Thursday, April 12, 2012

The “NGOs” that spooked Egypt

Click here to access article by Steve Weissman and Frank Browning from Salon. 

After learning of the Egyptian government's allegations of US sponsored NGOs meddling in their political affairs, I was very curious to learn more. I knew that US political operatives were extremely concerned about the Egyptian popular uprising a year ago as hinted at in several reports I reviewed (see this and this). 

When the uprising broke, Frank Wisner Jr. was immediately dispatched to Egypt to get the situation under US control. Wisner Jr. is the son of the number two CIA man in the early days of the CIA, Frank Wisner Sr., and I have little doubt that he, Wisner Jr., is a major political operative in today's inner circle of political operatives--the people who really run things for the ruling One Percent, often referred to as the National Security State.

This article really doesn't shed much light on what the NGOs in Egypt were up to, but the authors do provide a very good historical outline of the use of false front NGOs in the past to further Empire objectives and were likely used in the same manner last year in Egypt.

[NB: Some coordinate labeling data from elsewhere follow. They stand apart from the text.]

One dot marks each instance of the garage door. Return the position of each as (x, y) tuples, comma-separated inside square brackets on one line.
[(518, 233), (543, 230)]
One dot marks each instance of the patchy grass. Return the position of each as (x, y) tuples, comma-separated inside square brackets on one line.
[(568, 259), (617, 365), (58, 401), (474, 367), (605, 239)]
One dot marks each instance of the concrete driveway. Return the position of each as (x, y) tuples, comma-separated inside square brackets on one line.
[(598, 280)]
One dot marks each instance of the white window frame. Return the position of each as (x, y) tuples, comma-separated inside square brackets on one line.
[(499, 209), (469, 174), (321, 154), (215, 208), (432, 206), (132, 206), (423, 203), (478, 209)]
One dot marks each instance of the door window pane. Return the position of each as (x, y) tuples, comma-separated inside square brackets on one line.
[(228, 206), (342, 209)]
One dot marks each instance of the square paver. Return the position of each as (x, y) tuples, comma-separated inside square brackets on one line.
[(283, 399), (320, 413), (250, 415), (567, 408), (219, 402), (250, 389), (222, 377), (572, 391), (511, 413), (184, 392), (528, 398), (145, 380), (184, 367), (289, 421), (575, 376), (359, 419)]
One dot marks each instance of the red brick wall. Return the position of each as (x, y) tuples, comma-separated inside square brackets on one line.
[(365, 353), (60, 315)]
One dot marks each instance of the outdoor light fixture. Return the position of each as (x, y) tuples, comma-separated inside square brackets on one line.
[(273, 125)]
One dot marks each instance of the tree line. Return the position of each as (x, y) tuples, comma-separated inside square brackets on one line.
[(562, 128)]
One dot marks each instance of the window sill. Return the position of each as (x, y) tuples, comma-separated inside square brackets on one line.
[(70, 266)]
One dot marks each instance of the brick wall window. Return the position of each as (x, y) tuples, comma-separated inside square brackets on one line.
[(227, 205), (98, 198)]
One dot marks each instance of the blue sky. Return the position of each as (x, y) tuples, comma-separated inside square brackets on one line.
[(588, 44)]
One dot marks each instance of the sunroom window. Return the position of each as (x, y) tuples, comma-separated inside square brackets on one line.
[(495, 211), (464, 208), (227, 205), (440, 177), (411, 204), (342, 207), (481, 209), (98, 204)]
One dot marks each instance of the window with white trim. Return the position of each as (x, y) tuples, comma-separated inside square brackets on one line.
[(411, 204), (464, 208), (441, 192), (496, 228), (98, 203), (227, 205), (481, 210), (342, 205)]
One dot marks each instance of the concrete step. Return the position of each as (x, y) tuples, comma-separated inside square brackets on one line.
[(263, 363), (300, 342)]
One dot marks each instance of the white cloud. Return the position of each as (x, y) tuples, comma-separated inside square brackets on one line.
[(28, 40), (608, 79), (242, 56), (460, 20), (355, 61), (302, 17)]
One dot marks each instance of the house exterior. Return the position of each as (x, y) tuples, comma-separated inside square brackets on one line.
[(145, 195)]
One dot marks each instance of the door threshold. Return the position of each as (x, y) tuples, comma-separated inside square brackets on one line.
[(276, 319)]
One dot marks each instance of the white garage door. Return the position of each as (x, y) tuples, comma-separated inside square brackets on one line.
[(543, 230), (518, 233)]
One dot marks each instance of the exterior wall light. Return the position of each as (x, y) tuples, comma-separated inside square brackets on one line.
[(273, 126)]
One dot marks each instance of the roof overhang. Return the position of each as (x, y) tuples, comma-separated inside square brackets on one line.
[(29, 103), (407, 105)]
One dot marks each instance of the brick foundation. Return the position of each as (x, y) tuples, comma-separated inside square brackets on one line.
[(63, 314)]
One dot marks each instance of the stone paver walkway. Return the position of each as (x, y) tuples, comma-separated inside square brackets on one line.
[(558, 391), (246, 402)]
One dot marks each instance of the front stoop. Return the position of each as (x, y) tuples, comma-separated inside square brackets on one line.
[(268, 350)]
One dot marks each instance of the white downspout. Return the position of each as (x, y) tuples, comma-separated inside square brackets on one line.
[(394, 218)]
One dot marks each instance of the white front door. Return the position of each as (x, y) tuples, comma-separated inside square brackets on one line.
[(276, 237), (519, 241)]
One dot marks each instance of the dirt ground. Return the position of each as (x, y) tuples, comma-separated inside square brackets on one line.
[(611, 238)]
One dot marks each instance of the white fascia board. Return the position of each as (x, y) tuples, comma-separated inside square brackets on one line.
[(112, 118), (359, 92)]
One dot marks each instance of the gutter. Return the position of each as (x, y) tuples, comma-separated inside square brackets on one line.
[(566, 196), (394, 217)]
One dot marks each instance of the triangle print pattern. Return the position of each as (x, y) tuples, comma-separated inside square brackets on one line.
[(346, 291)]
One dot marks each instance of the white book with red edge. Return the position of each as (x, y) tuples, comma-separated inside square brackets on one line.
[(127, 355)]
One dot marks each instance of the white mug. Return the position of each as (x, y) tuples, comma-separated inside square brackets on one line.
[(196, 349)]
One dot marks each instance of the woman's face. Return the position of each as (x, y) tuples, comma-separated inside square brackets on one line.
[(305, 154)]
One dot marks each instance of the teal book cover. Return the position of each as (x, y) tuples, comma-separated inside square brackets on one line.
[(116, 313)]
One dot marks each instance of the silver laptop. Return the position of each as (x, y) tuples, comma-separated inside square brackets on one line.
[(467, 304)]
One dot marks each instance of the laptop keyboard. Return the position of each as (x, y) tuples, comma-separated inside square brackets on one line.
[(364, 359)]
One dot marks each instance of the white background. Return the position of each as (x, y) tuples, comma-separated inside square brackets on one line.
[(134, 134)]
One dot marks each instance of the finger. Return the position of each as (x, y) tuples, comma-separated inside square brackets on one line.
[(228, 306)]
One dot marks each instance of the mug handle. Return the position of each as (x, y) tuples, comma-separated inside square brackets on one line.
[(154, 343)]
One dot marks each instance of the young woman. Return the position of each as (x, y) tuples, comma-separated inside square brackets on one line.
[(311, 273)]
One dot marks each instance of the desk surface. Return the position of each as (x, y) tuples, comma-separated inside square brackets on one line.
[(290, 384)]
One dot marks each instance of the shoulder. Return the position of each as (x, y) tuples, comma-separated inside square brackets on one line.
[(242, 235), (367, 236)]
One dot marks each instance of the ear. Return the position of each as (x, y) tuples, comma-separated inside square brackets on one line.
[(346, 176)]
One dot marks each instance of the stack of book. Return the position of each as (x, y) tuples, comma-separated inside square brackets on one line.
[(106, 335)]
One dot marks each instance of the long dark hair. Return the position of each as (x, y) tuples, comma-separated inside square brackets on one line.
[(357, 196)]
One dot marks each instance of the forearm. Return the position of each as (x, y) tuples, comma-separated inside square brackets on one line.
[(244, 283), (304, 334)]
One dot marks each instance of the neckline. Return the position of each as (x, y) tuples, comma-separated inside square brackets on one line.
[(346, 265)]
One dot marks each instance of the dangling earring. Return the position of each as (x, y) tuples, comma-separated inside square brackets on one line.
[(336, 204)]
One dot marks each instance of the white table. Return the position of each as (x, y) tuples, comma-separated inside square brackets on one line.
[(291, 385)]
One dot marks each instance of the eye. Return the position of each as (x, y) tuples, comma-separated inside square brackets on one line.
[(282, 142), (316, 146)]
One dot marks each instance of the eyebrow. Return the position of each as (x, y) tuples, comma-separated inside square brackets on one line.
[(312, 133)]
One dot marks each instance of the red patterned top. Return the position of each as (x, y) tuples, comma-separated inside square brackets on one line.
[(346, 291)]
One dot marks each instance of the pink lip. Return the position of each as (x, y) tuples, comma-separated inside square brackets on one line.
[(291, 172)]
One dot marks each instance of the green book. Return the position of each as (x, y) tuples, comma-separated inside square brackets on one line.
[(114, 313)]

For more historical information on this subject of covert NGO and other CIA activities, I highly recommend that you read The Mighty Wurlitzer by H. Wilford, and The Fish is Red by Hinckle and Turner. 

Although Wilford provides a rather good historical review of many nefarious activities of the CIA, he erroneously implies that all such activities ceased in the 1970s following investigations by the Church and Pike Congressional committees which revealed widespread use of illegal covert operations in both foreign countries and within US society: media, academia, foundations, government agencies, non-profit organizations, spying on citizens, etc.